Der türkische Oppositionspolitiker Mithat Sancar hat Außenministerin Annalena Baerbock (Grüne) für ihre klaren Worte bei dem Treffen mit ihrem Amtskollegen Mevlüt Çavuşoğlu in Istanbul gelobt. »Direkte Aussagen und Konfrontation sind manchmal unausweichlich, nicht nur erforderlich«, sagte der Co-Vorsitzende der prokurdischen Partei HDP am Samstag nach einem Gespräch mit Baerbock in Ankara. Çavuşoğlu spreche bei solchen Treffen immer eine sehr klare Sprache. Dies sei nun das erste Mal, dass sein deutsches Gegenüber sich auch so klar verhalten habe. »Das war in Ordnung«, sagte er. Und fügte hinzu, es habe sich um eine »notwendige Konfrontation« gehandelt.

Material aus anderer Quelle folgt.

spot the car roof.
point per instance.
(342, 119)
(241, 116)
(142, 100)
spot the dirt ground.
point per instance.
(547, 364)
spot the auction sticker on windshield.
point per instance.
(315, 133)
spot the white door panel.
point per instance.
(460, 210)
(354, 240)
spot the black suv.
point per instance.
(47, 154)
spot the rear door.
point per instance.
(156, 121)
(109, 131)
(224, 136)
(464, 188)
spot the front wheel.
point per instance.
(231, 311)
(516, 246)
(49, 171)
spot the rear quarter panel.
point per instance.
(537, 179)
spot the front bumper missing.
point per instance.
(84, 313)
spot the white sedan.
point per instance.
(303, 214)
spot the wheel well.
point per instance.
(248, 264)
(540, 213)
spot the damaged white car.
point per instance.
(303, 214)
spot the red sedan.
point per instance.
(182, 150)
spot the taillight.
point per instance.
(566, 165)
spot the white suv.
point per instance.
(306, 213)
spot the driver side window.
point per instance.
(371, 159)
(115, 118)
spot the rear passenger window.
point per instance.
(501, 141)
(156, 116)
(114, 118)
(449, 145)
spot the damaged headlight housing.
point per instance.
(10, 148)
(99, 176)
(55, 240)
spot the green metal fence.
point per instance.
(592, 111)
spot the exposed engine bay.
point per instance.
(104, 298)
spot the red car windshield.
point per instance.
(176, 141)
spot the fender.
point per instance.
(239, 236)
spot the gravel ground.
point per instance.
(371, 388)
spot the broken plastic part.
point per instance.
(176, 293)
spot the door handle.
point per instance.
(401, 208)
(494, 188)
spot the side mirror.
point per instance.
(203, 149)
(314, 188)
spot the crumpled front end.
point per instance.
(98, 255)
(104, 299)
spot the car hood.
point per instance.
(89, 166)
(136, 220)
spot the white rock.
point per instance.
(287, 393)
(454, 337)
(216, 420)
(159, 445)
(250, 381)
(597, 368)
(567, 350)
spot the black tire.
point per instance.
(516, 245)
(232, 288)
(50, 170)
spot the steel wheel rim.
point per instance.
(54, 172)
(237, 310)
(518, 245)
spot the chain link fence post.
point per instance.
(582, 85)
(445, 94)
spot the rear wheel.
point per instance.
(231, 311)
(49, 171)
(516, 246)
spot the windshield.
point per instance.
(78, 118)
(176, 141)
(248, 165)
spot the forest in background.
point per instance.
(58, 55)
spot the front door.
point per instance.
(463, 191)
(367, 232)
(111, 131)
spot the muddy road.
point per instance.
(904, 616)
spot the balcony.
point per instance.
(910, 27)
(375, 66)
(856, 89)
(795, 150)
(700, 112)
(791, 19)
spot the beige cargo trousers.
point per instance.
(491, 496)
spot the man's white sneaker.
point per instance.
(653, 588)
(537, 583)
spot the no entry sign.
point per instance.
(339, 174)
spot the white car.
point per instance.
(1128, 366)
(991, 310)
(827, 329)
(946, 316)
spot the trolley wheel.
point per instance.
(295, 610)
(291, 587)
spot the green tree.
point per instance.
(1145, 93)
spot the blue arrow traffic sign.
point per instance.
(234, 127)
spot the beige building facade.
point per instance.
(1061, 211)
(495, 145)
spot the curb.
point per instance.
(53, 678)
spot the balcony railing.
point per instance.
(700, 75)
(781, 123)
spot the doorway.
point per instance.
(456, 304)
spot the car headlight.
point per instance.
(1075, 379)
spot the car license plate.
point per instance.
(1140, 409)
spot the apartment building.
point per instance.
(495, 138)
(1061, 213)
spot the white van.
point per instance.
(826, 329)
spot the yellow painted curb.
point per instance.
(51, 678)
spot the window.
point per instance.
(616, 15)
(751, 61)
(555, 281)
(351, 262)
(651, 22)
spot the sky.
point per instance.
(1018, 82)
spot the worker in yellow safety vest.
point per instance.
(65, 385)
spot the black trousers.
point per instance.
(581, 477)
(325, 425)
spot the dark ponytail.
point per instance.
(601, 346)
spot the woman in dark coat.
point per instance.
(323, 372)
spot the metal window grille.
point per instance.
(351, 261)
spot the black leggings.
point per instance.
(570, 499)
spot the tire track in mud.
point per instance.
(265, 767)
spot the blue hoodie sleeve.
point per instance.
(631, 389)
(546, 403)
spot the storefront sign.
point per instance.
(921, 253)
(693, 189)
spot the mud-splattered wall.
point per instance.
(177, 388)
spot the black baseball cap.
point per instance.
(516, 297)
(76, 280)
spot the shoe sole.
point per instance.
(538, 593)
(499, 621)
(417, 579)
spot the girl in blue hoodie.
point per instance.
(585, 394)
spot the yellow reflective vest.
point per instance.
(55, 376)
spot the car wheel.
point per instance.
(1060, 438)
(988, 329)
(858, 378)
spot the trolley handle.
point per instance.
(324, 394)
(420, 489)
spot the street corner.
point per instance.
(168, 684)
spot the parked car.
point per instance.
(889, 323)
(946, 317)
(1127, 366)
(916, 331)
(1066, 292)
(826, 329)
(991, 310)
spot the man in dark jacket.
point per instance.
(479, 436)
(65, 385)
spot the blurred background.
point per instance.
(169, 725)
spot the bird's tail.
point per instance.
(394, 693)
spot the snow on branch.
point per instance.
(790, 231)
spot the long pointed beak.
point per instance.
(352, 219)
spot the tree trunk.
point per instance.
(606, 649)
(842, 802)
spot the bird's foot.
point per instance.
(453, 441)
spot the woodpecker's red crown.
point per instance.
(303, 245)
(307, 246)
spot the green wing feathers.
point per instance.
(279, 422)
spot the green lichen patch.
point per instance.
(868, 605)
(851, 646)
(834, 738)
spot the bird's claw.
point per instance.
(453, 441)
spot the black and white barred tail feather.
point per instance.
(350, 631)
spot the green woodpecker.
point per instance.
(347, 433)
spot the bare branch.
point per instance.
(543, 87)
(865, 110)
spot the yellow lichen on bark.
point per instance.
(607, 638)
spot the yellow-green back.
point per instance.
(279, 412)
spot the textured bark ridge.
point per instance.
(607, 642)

Die gemeinsame Pressekonferenz mit Çavuşoğlu am Freitag war zur offenen Konfrontation über die erwartete türkische Offensive in Nordsyrien, die Inhaftierung des Oppositionellen Osman Kavala in der Türkei und vor allem über den Inselstreit zwischen Griechenland und der Türkei geworden. Am Samstag traf Baerbock in Ankara mehrere Oppositionspolitiker.

Sancar forderte für den Fall einer türkischen Militäroffensive in Nordsyrien Konsequenzen der Staatengemeinschaft. »Völkerrechtsbruch darf nicht ohne Folgen bleiben«, betonte er. Es sei sehr gefährlich, mit den Kriegsplänen zu spielen. Das könne »fatale Folgen« haben und Terrororganisationen wie den »Islamischen Staat« (IS) wieder stark machen. »Falls es dazu kommen würde, dann müssen auch Maßnahmen von den Regierungen ernsthaft diskutiert und auch beschlossen werden«, verlangte Sancar. Welche Maßnahmen er meint, sagte er nicht.

Auf ein Verbotsverfahren wegen Separatismus gegen seine Partei angesprochen sagte Sancar, er rechne noch vor den Parlaments- und Präsidentschaftswahlen im Juni 2023 mit einem Verbot, weil er nicht an ein faires Verfahren glaube. »In diesem Regime kann man nicht von einer unabhängigen Justiz reden. Die Entscheidung wird nicht im Gerichtssaal fallen, sondern im Präsidentschaftspalast« sagte er. Die Regierung wirft der Partei vor, der verlängerte Arm der PKK zu sein, die in der Türkei, Europa und den USA als Terrororganisation gilt. Die HDP weist das zurück.